I have no idea if this is helpful or pertinent. You asked, and so I write.

And about my statement about parents. My parents believed that there was only one way to a good life. That being said, none of my wishes were granted unless I had to make it agree to that good life: work hard, good grades, good job, retire and die happy and look perfect doing it, there were no alternatives. Part of the reason why I did so well in my pursuits was because it was my avenue of respite. They are probably on the spectrum, but being immigrants from a patriarchal society, their wishes were probably bulldozed as well and long forgotten.

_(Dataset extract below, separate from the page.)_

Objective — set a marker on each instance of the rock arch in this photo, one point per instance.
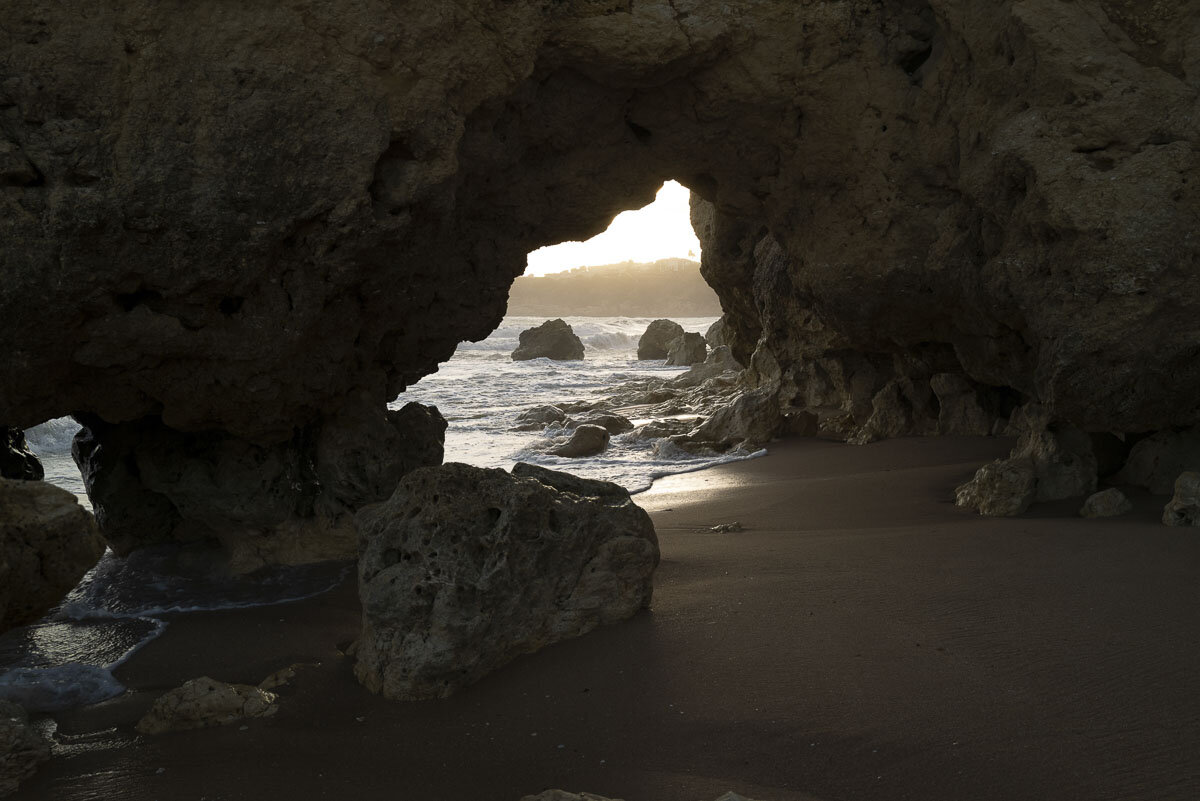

[YOUTUBE="bgEAhMEgGOQ"]Temple Grandin Keynote[/YOUTUBE]

I forgot to mention that I am reading about positive psychology very intently. Psychology up until now has been on the disease model, trying to figure out what's wrong with people. Positive psychology finds ways to allow people to flourish, despite their problems. People like temple grandin, helen keller, itzhak perlman come to mind.